Finding the San Diego Chargers' Playmakers
If the San Diego Chargers expect to compete in the AFC West Division in 2013, their offense needs to be better than the unit that finished 24th in passing and 27th in rushing last season. New head coach Mike McCoy is known for being able to orchestrate his offense around the talent he has, but with starting quarterback Phillip Rivers showing signs of decline in recent years, there will be a lot of pressure on San Diego’s skill players to help Rivers regain the form he had a few years ago. However, heading into the season there is a lot of uncertainty as to who the Chargers will be able to rely on to be their playmakers.
Right now, Malcolm Floyd and Danario Alexander are penciled in as the starting wide receivers after being San Diego’s two leading receivers last season, but obviously those two didn’t do enough last season to help the Chargers' passing game. Alexander has the talent to build off of his 37 catches last season and put up much better numbers this year, but Floyd has a history of underperforming based on his size and speed, which means the Chargers will need other receivers to step up.
Robert Meachem was a huge disappointment last season, and the Chargers shouldn’t expect too much out of him this season, although it would give San Diego a big boost if he could have a bounce-back year. While Meachem enters the season with low expectations, the Chargers are interested in seeing what Vincent Brown and rookie Keenan Allen are capable of contributing. San Diego was hopeful that Brown would be able to break out last year in his second NFL season, but a broken ankle kept him on the sidelines all season. Now that he’s healthy, Brown may be able to emerge as a reliable target due to his excellent route-running ability.

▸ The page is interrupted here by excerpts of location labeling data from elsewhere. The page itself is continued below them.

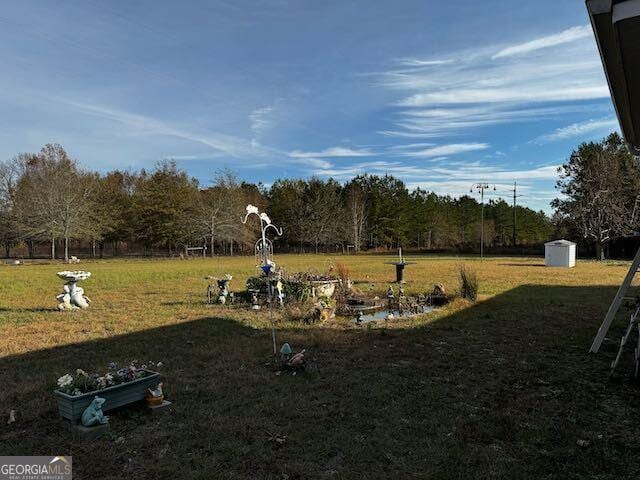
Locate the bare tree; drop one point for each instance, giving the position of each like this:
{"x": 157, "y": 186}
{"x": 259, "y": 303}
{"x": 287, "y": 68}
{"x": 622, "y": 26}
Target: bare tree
{"x": 356, "y": 206}
{"x": 600, "y": 184}
{"x": 220, "y": 210}
{"x": 54, "y": 198}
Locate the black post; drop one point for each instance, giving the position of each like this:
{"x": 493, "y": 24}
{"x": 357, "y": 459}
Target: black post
{"x": 399, "y": 272}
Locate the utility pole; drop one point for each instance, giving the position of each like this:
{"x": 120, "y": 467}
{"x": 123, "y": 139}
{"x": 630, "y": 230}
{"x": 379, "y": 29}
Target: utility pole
{"x": 481, "y": 187}
{"x": 515, "y": 196}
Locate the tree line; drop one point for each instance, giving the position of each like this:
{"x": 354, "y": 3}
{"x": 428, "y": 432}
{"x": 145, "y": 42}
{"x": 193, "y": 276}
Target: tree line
{"x": 47, "y": 197}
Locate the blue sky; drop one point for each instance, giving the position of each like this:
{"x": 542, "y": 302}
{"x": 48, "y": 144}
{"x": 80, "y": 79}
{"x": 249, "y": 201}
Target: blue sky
{"x": 440, "y": 94}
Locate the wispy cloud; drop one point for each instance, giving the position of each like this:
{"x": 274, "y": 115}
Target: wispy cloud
{"x": 259, "y": 119}
{"x": 145, "y": 125}
{"x": 333, "y": 152}
{"x": 444, "y": 150}
{"x": 570, "y": 35}
{"x": 580, "y": 129}
{"x": 479, "y": 87}
{"x": 415, "y": 62}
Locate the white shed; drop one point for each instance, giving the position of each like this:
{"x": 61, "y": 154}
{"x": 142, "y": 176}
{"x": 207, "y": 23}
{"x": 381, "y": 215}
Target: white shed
{"x": 560, "y": 253}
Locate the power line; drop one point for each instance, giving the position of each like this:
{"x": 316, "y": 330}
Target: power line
{"x": 481, "y": 187}
{"x": 515, "y": 197}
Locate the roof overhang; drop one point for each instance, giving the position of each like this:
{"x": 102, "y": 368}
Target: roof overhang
{"x": 616, "y": 24}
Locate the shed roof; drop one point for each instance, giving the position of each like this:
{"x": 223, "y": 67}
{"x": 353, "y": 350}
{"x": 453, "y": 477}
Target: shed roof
{"x": 560, "y": 243}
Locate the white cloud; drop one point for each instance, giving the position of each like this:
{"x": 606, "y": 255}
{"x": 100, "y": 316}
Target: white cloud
{"x": 415, "y": 62}
{"x": 259, "y": 119}
{"x": 333, "y": 152}
{"x": 580, "y": 129}
{"x": 570, "y": 35}
{"x": 143, "y": 125}
{"x": 477, "y": 88}
{"x": 450, "y": 149}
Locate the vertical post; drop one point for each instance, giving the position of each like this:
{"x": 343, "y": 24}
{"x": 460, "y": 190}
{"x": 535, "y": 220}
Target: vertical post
{"x": 482, "y": 222}
{"x": 514, "y": 239}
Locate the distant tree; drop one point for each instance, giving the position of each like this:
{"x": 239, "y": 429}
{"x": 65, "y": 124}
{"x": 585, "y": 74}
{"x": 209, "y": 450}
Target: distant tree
{"x": 54, "y": 198}
{"x": 287, "y": 210}
{"x": 219, "y": 210}
{"x": 321, "y": 208}
{"x": 164, "y": 207}
{"x": 356, "y": 214}
{"x": 10, "y": 230}
{"x": 600, "y": 184}
{"x": 113, "y": 198}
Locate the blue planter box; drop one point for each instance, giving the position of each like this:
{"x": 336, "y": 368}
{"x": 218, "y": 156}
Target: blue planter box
{"x": 71, "y": 407}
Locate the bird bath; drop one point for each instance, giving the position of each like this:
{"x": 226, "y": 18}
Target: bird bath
{"x": 400, "y": 264}
{"x": 391, "y": 314}
{"x": 72, "y": 296}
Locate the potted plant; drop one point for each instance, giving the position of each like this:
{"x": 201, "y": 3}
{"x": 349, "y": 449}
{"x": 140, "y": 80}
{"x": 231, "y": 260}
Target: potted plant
{"x": 119, "y": 387}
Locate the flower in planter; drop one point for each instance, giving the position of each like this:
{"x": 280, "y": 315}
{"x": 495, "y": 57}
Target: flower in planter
{"x": 65, "y": 381}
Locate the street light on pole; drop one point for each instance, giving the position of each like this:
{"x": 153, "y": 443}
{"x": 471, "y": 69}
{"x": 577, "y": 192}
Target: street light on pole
{"x": 481, "y": 187}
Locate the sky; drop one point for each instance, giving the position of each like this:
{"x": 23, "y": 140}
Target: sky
{"x": 439, "y": 94}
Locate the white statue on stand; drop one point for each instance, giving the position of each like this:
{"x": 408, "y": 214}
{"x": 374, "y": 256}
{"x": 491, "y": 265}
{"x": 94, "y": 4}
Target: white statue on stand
{"x": 72, "y": 296}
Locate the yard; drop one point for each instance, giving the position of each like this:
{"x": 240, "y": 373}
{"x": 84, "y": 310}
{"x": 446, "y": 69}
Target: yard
{"x": 503, "y": 388}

As for Allen, the Chargers drafted him expecting him to challenge for a starting spot right away, and they’d be pleased if he could earn significant playing time and take snaps away from Floyd.

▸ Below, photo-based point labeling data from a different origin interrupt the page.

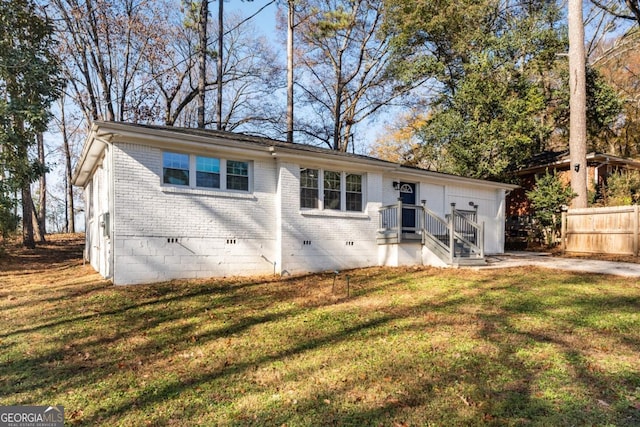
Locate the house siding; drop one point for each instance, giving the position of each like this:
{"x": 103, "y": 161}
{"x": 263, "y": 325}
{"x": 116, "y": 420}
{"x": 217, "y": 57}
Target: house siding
{"x": 140, "y": 230}
{"x": 317, "y": 240}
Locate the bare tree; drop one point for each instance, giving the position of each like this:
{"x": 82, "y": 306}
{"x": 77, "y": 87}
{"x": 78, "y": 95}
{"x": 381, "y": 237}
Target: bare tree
{"x": 290, "y": 44}
{"x": 343, "y": 69}
{"x": 578, "y": 104}
{"x": 104, "y": 45}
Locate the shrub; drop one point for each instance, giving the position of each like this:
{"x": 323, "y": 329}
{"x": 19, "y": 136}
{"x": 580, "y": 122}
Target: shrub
{"x": 547, "y": 198}
{"x": 623, "y": 188}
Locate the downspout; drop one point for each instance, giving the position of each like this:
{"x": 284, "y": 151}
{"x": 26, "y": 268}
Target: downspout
{"x": 112, "y": 215}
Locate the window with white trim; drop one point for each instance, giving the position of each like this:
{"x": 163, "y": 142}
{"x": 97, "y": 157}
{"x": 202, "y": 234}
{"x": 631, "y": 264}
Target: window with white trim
{"x": 204, "y": 172}
{"x": 309, "y": 188}
{"x": 331, "y": 190}
{"x": 207, "y": 172}
{"x": 175, "y": 168}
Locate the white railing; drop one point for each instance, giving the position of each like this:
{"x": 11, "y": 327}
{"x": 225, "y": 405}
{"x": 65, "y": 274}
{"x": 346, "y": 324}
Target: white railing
{"x": 460, "y": 235}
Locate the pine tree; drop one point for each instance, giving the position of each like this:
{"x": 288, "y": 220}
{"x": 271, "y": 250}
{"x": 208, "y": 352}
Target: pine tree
{"x": 29, "y": 82}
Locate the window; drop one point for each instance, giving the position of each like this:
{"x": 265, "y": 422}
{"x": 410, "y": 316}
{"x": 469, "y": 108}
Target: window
{"x": 237, "y": 175}
{"x": 309, "y": 188}
{"x": 175, "y": 168}
{"x": 332, "y": 190}
{"x": 354, "y": 192}
{"x": 207, "y": 172}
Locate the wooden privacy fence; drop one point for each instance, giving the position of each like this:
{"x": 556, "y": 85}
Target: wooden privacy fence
{"x": 612, "y": 230}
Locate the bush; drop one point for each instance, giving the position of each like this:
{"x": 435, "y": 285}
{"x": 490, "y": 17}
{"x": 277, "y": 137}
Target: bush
{"x": 623, "y": 188}
{"x": 547, "y": 200}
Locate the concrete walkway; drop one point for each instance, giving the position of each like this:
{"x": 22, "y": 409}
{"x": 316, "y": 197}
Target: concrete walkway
{"x": 580, "y": 265}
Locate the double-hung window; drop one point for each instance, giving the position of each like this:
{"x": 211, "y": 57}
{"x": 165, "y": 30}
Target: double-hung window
{"x": 331, "y": 190}
{"x": 309, "y": 188}
{"x": 237, "y": 175}
{"x": 175, "y": 168}
{"x": 353, "y": 192}
{"x": 205, "y": 172}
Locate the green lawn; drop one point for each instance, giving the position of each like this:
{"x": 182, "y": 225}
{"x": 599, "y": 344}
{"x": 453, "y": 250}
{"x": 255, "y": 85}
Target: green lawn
{"x": 408, "y": 347}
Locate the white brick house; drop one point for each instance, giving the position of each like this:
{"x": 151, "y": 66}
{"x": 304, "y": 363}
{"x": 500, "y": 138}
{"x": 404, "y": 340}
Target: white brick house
{"x": 165, "y": 203}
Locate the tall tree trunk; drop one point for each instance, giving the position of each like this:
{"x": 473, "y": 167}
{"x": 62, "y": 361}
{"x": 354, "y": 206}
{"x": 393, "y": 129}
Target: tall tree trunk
{"x": 290, "y": 71}
{"x": 220, "y": 62}
{"x": 42, "y": 200}
{"x": 27, "y": 216}
{"x": 202, "y": 60}
{"x": 69, "y": 220}
{"x": 577, "y": 105}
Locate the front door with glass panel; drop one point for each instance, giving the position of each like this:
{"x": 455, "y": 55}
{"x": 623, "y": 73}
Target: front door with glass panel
{"x": 408, "y": 197}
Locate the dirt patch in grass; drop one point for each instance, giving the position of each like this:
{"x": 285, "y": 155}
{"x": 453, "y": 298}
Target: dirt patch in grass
{"x": 408, "y": 346}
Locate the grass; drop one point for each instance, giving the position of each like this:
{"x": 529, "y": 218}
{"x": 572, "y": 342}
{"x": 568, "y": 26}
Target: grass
{"x": 409, "y": 347}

The wildcard of the wide receiver group could by Eddie Royal, who excelled early in his career with the Denver Broncos, and could make an impact as the third or fourth wide receiver on the Charger’s roster if they can find more reliable targets on the outside. San Diego might also have a plan for back up running back Danny Woodhead, who was used in a variety of ways for the New England Patriots throughout his career, and could be an interesting chess piece for McCoy to utilize.
There are a lot of complications and uncertainties for San Diego at the wide receiver at the wide receiver position, but things should be a little more settled at tight end with ageless veteran Antonio Gates. While Gates is far from the player he used to be, until Rivers has some more trustworthy wide receivers, he’ll continue to look to Gates, who should be able to catch 40 to 50 passes this season and get in the end zone at least half a dozen times. San Diego will also look to second-year tight end Ladarius Green to play a bigger role and take some pressure off Gates.

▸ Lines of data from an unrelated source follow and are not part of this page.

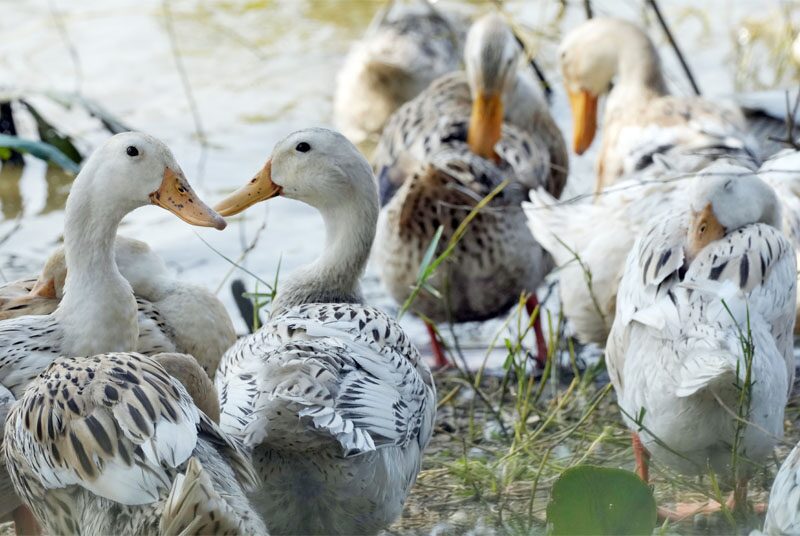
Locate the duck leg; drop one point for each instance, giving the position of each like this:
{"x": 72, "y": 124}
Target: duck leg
{"x": 642, "y": 458}
{"x": 25, "y": 523}
{"x": 532, "y": 305}
{"x": 440, "y": 360}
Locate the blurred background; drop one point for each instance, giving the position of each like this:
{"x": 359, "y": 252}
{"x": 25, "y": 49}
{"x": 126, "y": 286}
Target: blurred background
{"x": 222, "y": 81}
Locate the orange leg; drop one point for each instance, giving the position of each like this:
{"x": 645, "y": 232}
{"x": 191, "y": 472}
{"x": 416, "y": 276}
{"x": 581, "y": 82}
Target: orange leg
{"x": 440, "y": 360}
{"x": 642, "y": 458}
{"x": 737, "y": 503}
{"x": 541, "y": 346}
{"x": 25, "y": 522}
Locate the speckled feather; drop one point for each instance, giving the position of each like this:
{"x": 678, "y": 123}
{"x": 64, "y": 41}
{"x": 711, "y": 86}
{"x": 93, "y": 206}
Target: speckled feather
{"x": 429, "y": 177}
{"x": 95, "y": 443}
{"x": 673, "y": 341}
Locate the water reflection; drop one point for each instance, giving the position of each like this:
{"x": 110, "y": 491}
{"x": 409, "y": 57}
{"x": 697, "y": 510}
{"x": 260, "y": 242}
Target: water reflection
{"x": 10, "y": 195}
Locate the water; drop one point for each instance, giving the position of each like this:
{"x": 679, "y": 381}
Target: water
{"x": 259, "y": 70}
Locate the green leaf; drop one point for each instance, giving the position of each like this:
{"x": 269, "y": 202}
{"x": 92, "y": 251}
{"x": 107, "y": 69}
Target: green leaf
{"x": 39, "y": 149}
{"x": 429, "y": 253}
{"x": 587, "y": 499}
{"x": 50, "y": 135}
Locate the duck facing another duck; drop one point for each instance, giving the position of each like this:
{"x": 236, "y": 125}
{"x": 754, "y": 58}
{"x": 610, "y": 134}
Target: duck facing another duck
{"x": 174, "y": 316}
{"x": 330, "y": 397}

The Chargers didn’t do much to improve their lackluster running game in the offseason, which means all the pressure is on Rivers and the passing attack to carry the offense. Unless McCoy can get Rivers back to the form he had a few years ago, it will be up to San Diego’s receivers to step up their game. The Chargers have a lot of options in the passing game, and a few of them are actually quite promising, but heading into the season they are still searching for playmakers, and if they don’t find any, their 2013 season could look a lot like their 2012 season, if not worse.